Di notevole qualità la selezione di opere dei “compagni di strada” di Sperone: l’Arte Povera è documentata da Senza Titolo (Fibonacci) (1970) di Mario Merz, Città di Torino (1972) di Alighiero Boetti, una rara velina di Michelangelo Pistoletto Senza titolo (1963) e l’opera D.S.O. (1965) di Gianni Piacentino, mentre per la Transavanguardia sono esposti capolavori come Senza testa (1981) di Enzo Cucchi, Green Devil (1980) di Sandro Chia e Senza titolo (Autoritratto) (1981) di Francesco Clemente. Di grande effetto la sezione dedicata al ritratto, che unisce tele del Sei e Settecento come Ritratto di prelato (1630-44) di Bernardo Strozzi o l’Autoritratto (1794) di Anton Von Maron e il Ritratto del cardinale Francesco Saverio de Zelada (1773) di Anton Raphael Mengs, accanto a capolavori del Novecento, tra i quali Portrait de Suzanne (1942) di Francis Picabia, Autoritratto come Rubens (1930) di Filippo De Pisis e Buste de Femme (Dora Maar) (1943) di Pablo Picasso. Altrettanta qualità nella sezione dedicata alla scultura, con una teoria di busti tra i quali spiccano il Ritratto di Massimo d’Azeglio (1819) di Felice Festa e Eraclito e Democrito (1745-1750) di Antonio Gai.

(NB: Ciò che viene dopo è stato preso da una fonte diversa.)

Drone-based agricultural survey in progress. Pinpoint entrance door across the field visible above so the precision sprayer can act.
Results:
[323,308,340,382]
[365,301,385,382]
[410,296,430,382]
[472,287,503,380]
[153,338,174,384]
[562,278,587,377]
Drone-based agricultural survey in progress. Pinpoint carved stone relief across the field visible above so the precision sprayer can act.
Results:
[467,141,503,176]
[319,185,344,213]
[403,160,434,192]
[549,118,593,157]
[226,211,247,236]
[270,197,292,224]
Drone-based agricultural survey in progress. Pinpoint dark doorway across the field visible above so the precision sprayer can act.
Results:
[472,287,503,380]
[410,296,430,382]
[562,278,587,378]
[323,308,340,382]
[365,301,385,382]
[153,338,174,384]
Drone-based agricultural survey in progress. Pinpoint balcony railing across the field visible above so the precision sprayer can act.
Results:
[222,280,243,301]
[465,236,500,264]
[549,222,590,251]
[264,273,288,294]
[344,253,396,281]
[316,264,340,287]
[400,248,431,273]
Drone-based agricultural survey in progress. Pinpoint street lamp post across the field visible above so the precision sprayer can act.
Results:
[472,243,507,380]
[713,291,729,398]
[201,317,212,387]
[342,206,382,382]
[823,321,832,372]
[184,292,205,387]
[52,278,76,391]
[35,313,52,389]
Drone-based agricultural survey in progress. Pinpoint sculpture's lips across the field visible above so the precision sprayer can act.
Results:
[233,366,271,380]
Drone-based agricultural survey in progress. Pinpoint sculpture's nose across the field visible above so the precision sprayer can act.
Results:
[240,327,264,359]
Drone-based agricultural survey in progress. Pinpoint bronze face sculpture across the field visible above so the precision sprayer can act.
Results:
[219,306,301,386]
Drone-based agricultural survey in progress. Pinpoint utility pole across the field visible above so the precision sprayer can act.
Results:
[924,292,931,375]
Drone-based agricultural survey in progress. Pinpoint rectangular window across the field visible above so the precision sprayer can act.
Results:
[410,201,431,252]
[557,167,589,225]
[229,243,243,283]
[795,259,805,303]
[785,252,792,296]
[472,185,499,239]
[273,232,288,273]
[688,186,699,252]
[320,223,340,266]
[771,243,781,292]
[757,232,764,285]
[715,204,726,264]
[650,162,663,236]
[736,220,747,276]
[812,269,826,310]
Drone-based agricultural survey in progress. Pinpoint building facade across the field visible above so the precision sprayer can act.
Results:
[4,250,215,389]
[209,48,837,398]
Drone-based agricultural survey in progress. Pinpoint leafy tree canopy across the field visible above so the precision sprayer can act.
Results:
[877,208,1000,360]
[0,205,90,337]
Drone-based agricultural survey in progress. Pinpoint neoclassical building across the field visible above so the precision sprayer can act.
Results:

Magnifica la sezione sull’arte indiana, con una strepitosa selezione di miniature di scuola mughal intorno alla scultura di Wolfgang Laib Rice House (2007-2008), Nella parete dedicata alla grafica Sperone ha allestito sapienti e colti dialoghi tra maestri come, Dürer, Mantegna, Rembrandt e Goya. Infine segnaliamo alcune perle rare come un disegno del 1978 di Andy Warhol Senza titolo (Autoritratto), l’Autoritratto (1725 c.) di Christian Seybold, il Ritratto di Antonio Canova (1805-1813) di Giovanni Battista Lampi, il disegno su carta di Carlo Carrà Il fanciullo prodigio (1915), il Busto femminile (1920 c.) in cera rossa di Vincenzo Gemito, l’Atleta trionfante (1813) di Francesco Hayez e il Ritratto simultaneo di Benedetta Marinetti (1938) del pittore futurista Mario Menin.
Come non notare infine l’opera di David Bowes Portrait of Ges, che sintetizza in un’unica immagine l’essenza di uno dei collezionisti viventi più eclettici e visionari del nostro paese, che questa mostra racconta e descrive in maniera perfetta.